Duchess Ryaen ni Fiona ruled over the land with a light and benevolent touch. Romance flourished amidst the shimmering colours of the St Elmo's Fire, and dark sprites and chimera darted amongst the dampened branches and marsh reeds that sung softly in the moonlit night.

But the age of wonder in the city of enchanted marshes didn't last forever, and soon a terrible darkness was sweeping across the land, suffocating everything under its cold, black oblivion.

Winter began to come to the city in a series of cold, frosty dawns. The long ferny leaves of the trees hung heavy with frost and soon the deep green of the living, breathing dreams of London began to die.
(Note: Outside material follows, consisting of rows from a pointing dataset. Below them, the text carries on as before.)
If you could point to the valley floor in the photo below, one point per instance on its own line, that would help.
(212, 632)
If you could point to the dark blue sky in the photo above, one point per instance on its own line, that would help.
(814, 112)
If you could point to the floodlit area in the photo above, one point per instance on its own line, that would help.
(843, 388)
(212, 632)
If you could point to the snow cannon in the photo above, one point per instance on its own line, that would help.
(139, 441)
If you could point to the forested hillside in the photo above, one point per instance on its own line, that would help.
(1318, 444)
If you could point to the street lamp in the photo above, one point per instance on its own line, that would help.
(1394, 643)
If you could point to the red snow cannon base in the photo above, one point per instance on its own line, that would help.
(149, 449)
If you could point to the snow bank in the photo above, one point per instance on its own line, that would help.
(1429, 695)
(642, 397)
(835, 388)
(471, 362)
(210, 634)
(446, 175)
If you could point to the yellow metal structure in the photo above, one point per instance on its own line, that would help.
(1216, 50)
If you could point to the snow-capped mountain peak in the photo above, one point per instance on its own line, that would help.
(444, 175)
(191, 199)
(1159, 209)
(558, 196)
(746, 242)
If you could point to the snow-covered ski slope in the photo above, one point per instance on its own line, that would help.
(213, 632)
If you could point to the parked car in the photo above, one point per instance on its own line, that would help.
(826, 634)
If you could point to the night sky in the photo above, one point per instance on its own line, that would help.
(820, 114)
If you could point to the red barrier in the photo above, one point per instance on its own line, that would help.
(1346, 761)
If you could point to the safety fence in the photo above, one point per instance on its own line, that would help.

The marshlights flickered coldly over the crumbling buildings and even the dreams of the youngest and sweetest of London's children turned dark and desperate with hunger and loneliness.

In her palace, Duchess Ryaen ni Fiona grew sad and sick, staring out her window each day at her Duchy as it withered and died, starved of the dreams that fed the lights and the trees, the long, singing reeds and the flickering fireflies that darted among them.

Eventually, the Duchess withdrew her court to a place once held by the monarchs of men before they fled the city in search of other places where the lights shone brighter and the darkness wasn't so suffocating.

But, even these echoes of the dreams of men were not enough to sustain the Duchess, and she grew colder and hungrier as the nights grew longer and the land around her died.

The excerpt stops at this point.